Feb 26, 2018
Market share and profit growths in a tough environment point to the Group’s exceptional, industry-leading performance.
- Diluted headline earnings up 14.2% to 525.2 cents a share
- Trading profit up 5% to R4.104 billion
- Turnover up 6.3% to R75.823 billion
- A 13.9% higher dividend of 205 cents a share
The Shoprite Group produced an industry-leading performance in the 26 weeks to 31 December 2017 with growth in turnover, profit and market share.
- Pieter Engelbrecht, Chief Executive
This helped offset a 0.4% decline in turnover of Non-RSA supermarket operations, measured against an exceptional prior year increase of 32.3%.
The Group’s 1 451 South African outlets, which generated 81% of supermarket sales, continued to lead the industry with their superior supply-line infrastructure, on-shelf availability and customer-centric focus.
Checkers’ sharpened focus on high income group customers contributed to the Group’s overall 0.44 percentage point increase in market share, which proves its resilience in less favourable periods.
The flagship Shoprite chain, with its focus on middle and lower-income consumers, remained fully exposed to the effects of a strained economy, and sales increased by a creditable 6.2% under the circumstances.
Usave performed exceptionally well, as did the Furniture and Franchise divisions.
Non-RSA supermarkets, spread across 14 countries, had a challenging six months.
Supermarket sales in Angola were down 9.5% in local currency (against prior year growth of 155.4%), reflecting last year’s exceptional performance, a drop in internal inflation of 17.3 percentage points across the Non-RSA operations and a more competitive landscape.
Nigeria’s turnover growth in local currency was 9.3%, hampered by import restrictions and forex shortages in the country. Zambian operations, however, are starting to show positive growth, with sales up 4.5% in local currency.

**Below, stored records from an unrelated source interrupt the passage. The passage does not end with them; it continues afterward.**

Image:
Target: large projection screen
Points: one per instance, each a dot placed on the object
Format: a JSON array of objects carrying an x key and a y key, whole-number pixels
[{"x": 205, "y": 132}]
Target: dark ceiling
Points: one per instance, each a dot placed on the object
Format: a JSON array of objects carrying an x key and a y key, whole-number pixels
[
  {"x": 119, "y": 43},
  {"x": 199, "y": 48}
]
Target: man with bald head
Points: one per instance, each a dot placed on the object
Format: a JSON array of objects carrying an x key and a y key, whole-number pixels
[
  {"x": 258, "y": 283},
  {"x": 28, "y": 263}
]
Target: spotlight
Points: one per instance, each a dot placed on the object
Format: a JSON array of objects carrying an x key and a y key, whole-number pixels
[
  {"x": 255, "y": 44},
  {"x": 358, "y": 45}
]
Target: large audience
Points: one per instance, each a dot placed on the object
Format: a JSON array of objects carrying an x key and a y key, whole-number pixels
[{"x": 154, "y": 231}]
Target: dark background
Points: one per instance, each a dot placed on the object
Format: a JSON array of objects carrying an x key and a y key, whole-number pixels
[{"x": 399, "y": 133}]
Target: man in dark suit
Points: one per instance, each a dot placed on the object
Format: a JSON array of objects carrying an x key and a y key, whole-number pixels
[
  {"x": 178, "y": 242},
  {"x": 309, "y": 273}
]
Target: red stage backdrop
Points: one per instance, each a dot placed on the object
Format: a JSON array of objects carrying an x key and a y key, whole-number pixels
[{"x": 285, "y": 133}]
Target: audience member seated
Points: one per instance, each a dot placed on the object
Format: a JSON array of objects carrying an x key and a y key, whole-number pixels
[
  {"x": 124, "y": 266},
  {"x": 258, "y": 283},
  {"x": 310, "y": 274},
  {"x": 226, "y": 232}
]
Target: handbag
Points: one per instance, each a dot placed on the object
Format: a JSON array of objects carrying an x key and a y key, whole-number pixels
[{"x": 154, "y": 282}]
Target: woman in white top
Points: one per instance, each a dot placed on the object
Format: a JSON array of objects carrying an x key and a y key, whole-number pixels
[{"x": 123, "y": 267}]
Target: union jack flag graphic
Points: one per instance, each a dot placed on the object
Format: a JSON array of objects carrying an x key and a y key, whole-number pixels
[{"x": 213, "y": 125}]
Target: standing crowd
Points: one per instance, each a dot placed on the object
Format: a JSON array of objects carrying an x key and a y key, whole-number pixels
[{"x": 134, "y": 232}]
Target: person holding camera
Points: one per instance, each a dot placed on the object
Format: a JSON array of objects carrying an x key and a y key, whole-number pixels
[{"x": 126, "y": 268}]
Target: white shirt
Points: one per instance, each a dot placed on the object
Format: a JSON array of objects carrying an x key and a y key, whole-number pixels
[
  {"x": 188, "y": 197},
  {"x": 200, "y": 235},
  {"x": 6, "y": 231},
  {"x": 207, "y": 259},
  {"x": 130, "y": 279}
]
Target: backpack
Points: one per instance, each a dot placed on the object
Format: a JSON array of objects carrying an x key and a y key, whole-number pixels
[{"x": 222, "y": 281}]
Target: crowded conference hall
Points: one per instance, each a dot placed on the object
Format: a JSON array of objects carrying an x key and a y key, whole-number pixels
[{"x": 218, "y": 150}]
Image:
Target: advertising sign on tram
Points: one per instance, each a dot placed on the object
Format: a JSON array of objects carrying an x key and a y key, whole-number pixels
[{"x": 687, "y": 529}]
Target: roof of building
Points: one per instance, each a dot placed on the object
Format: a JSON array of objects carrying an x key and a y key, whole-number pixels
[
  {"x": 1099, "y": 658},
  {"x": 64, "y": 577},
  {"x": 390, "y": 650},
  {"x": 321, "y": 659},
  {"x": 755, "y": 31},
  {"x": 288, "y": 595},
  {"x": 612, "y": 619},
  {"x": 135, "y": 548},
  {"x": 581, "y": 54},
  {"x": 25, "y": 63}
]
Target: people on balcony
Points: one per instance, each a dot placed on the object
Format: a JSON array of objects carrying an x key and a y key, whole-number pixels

Expansion in Africa continues with a planned entry into Kenya before the end of 2018, where weakened competitor positions have opened a window of opportunity, to strengthen the Group’s presence in East Africa.
Engelbrecht pointed out that while in the prior year, Non-RSA operations did much better than the South African operations, “this year reflects an inversion of the trend and validates the strength of our strategy which includes geographical diversification and the extraction of value across all operations and brands.”
The Group opened a net 158 new stores in the past 12 months and at end-December was trading from 2 811 outlets, employing more than 148 000 people after adding 4 254 jobs in the reporting period.
Renewed consumer confidence, political developments and the strong rand point to the potential for improvements in sales and profitability.
Sales in the Non-RSA business will remain under pressure in the coming months, as currency weakness, low commodity prices and forex shortages continue to hamper economic growth in most territories. The Group is committed to each and every territory in which it operates, and continues to look for growth opportunities across the continent.